Department of Chemistry, Georgia State University, Atlanta, Georgia 30302-3965, United States.
Center for Diagnostics and Therapeutics, Georgia State University, Atlanta, Georgia 30302-3965, United States.
J Chem Inf Model. 2023 Jun 26;63(12):3892-3902. doi: 10.1021/acs.jcim.3c00535. Epub 2023 Jun 7.

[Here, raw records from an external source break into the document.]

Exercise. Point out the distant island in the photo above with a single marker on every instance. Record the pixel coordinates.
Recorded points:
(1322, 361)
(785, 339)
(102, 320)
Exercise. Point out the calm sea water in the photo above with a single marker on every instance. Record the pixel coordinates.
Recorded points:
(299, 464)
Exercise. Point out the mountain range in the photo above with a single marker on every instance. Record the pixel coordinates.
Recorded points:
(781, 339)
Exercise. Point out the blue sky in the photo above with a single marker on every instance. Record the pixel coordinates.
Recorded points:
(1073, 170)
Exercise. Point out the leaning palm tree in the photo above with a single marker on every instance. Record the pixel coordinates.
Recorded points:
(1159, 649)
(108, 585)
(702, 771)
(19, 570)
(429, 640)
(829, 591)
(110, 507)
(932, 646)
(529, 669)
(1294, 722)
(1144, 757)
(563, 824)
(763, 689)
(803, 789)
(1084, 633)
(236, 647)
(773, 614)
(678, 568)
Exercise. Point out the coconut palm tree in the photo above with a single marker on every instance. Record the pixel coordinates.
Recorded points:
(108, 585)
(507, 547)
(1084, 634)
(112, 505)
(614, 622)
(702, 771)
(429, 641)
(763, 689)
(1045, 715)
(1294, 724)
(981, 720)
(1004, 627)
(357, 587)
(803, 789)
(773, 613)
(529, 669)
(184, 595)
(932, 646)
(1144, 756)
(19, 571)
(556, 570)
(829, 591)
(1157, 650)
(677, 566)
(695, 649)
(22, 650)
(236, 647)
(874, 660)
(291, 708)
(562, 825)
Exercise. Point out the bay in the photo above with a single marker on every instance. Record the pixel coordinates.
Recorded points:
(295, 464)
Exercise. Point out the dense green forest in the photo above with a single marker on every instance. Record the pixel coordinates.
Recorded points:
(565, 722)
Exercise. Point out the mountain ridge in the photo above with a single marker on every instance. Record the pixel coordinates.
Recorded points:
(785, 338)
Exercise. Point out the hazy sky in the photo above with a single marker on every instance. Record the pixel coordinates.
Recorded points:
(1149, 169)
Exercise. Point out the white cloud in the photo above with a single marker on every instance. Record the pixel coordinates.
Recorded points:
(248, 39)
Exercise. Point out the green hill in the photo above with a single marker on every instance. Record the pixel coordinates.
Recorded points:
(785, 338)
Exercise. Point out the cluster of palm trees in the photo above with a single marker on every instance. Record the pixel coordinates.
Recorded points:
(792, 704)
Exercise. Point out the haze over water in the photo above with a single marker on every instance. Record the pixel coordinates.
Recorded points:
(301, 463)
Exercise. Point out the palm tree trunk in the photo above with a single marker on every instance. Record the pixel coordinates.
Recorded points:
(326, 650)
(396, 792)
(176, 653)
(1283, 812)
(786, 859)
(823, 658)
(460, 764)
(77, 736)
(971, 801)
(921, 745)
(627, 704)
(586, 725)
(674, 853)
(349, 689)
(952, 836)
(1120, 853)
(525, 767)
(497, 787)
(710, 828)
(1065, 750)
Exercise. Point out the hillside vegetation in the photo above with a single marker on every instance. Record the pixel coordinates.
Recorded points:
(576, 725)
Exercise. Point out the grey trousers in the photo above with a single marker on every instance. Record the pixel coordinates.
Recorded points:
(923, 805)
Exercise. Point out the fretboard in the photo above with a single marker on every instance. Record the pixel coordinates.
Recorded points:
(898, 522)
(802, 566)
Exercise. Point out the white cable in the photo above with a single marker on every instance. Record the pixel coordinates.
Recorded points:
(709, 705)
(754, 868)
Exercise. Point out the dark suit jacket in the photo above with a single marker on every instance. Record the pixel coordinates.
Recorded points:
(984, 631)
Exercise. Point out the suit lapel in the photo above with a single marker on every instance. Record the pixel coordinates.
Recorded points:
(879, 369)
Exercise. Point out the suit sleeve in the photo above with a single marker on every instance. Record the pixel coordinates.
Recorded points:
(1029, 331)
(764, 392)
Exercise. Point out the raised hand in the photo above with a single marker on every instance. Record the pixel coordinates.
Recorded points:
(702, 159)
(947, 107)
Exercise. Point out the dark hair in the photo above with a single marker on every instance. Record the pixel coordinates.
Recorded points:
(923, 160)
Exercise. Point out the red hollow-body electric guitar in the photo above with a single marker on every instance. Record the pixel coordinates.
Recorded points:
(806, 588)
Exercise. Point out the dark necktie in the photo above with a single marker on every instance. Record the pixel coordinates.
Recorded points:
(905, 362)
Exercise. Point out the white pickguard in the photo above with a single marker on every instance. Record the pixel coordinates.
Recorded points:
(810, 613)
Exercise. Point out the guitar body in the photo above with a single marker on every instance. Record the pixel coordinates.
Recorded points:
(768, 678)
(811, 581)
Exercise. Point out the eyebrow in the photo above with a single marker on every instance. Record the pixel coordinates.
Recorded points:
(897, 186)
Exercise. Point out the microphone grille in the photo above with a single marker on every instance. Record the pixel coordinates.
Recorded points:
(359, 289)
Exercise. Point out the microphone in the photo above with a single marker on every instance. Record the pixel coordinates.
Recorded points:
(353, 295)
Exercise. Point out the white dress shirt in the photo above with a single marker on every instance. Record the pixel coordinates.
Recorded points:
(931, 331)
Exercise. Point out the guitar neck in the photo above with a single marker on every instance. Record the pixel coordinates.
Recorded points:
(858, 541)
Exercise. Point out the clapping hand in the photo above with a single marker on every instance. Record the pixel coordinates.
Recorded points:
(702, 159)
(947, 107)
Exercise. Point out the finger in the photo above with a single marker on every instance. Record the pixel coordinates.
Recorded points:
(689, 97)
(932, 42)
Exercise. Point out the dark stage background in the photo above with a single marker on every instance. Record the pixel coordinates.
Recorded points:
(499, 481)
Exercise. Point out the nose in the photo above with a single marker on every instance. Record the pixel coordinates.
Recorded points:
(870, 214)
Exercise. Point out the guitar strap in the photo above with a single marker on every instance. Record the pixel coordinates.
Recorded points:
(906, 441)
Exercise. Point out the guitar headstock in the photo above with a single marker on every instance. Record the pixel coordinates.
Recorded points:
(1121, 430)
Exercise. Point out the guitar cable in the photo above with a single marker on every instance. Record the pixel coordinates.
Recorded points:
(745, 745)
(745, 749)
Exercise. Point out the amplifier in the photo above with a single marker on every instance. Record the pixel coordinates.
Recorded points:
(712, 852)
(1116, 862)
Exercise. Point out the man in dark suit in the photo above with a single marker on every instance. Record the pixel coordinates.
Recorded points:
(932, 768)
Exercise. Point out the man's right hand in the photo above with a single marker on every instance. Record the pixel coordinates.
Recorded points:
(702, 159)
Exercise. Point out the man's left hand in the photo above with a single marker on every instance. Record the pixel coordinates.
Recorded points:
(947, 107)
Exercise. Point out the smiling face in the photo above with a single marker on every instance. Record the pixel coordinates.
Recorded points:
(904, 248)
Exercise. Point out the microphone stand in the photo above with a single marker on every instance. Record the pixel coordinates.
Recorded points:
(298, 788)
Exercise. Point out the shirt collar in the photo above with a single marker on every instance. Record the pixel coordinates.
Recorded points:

Drug resistance in antiviral treatments is a serious public health problem. Viral proteins mutate very fast, giving them a way to escape drugs by lowering drug binding affinity but with compromised function. Human immunodeficiency virus type I (HIV-1) protease, a critical antiretroviral therapeutic target, represents a model for such viral regulation under inhibition. Drug inhibitors of HIV-1 protease lose effectiveness as the protein evolves through several variants to become more resistant. However, the detailed mechanism of drug resistance in HIV-1 protease is still unclear. Here, we test the hypothesis that mutations throughout the protease alter the protein conformational ensemble to weaken protein-inhibitor binding, resulting in an inefficient protease but still viable virus. Comparing conformational ensembles between variants and the wild type helps detect these function-related dynamical changes. All analyses of over 30 μs simulations converge to the conclusion that conformational dynamics of more drug-resistant variants are more different from that of the wild type. Distinct roles of mutations during viral evolution are discussed, including a mutation predominantly contributing to the increase of drug resistance and a mutation that is responsible (synergistically) for restoring catalytic efficiency. Drug resistance is mainly due to altered flap dynamics that hinder the access to the active site. The mutant variant showing the highest drug resistance has the most ″collapsed″ active-site pocket and hence the largest magnitude of hindrance of drug binding. An enhanced difference contact network community analysis is applied to understand allosteric communications. The method summarizes multiple conformational ensembles in one community network and can be used in future studies to detect function-related dynamics in proteins.
抗病毒治疗中的耐药性是一个严重的公共卫生问题。病毒蛋白突变非常快,通过降低药物结合亲和力但降低功能,使它们能够逃避药物。人类免疫缺陷病毒 1 型(HIV-1)蛋白酶是一种关键的抗逆转录病毒治疗靶点,代表了这种在抑制下的病毒调节的模型。HIV-1 蛋白酶的药物抑制剂随着蛋白质通过几种变体进化而失去效力,从而变得更具耐药性。然而,HIV-1 蛋白酶耐药性的详细机制仍不清楚。在这里,我们检验了这样一个假设,即整个蛋白酶中的突变改变了蛋白质构象集合,从而削弱了蛋白质-抑制剂的结合,导致蛋白酶效率降低,但病毒仍然存活。比较变体和野生型之间的构象集合有助于检测这些与功能相关的动力学变化。超过 30 μs 模拟的所有分析都得出结论,即更多耐药变体的构象动力学与野生型的差异更大。讨论了突变在病毒进化过程中的不同作用,包括主要导致耐药性增加的突变和负责(协同)恢复催化效率的突变。耐药性主要是由于瓣动态的改变,阻碍了进入活性部位。显示出最高耐药性的突变变体具有最“塌陷”的活性部位口袋,因此药物结合的阻碍程度最大。应用增强的差异接触网络社区分析来理解变构通讯。该方法将多个构象集合总结在一个社区网络中,可用于未来的研究中,以检测蛋白质中的功能相关动力学。